Net-Burn   (burning.X)

A fishing net is knit from N knots (3 <= N <= 100), labeled 1..N,
and M fibers (3 <= M <= 6,000), each with a positive integer length
Li (1 <= Li <= 1,000). Each fiber runs between two different knots.
Two or more fibers might run between the same pair of knots.

The net is to be set on fire starting at a knot of your choice. A
fire started at any knot will eventually spread throughout the net
and burn all of it. When set on fire, each fiber burns at the uniform
rate of one unit of length per second.

Each knot burns completely in D seconds, where D is the number of
fibers connected to it. A fiber starts burning at one of its ends
when the knot at that end has completely burned. A knot starts to
burn when any fiber attached to it has completely burned.

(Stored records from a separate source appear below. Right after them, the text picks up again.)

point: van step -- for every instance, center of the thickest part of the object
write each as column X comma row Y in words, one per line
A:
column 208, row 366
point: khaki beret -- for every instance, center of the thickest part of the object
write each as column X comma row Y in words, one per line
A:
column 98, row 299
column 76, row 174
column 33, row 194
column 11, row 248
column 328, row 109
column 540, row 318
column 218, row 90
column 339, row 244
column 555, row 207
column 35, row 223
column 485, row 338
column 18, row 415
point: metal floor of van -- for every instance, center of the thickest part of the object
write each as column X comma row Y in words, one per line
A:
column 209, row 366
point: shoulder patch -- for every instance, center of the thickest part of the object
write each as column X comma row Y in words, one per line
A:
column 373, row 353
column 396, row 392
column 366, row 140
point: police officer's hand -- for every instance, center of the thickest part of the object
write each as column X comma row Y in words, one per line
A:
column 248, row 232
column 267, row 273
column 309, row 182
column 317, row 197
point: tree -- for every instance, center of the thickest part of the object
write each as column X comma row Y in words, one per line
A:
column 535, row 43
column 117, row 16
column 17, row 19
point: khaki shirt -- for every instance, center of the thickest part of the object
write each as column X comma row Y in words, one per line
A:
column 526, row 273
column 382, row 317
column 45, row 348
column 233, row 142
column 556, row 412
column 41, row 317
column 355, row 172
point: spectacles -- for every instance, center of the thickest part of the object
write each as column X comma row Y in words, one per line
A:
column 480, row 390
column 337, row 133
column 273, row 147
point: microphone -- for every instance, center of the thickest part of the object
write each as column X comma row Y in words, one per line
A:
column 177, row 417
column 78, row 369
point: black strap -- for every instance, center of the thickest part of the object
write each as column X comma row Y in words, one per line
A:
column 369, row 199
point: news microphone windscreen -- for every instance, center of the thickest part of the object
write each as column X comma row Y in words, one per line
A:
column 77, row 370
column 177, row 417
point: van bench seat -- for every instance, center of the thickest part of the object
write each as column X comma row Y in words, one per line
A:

Find the minimum time to burn the entire net.

PROBLEM NAME: burning

INPUT FORMAT:

* Line 1: Two space-separated integers, N and M

* Lines 2..M+1: Each line describes a fiber using three
        space-delimited integers, respectively, the numbers of the two
        knots it connects and its length

SAMPLE INPUT:

3 4
1 2 6
1 3 4
2 1 2
3 2 5

OUTPUT FORMAT:

* Line 1: A single line with the minimum time-to-burn expressed as an
        number with exactly one decimal place.

SAMPLE OUTPUT:

11.0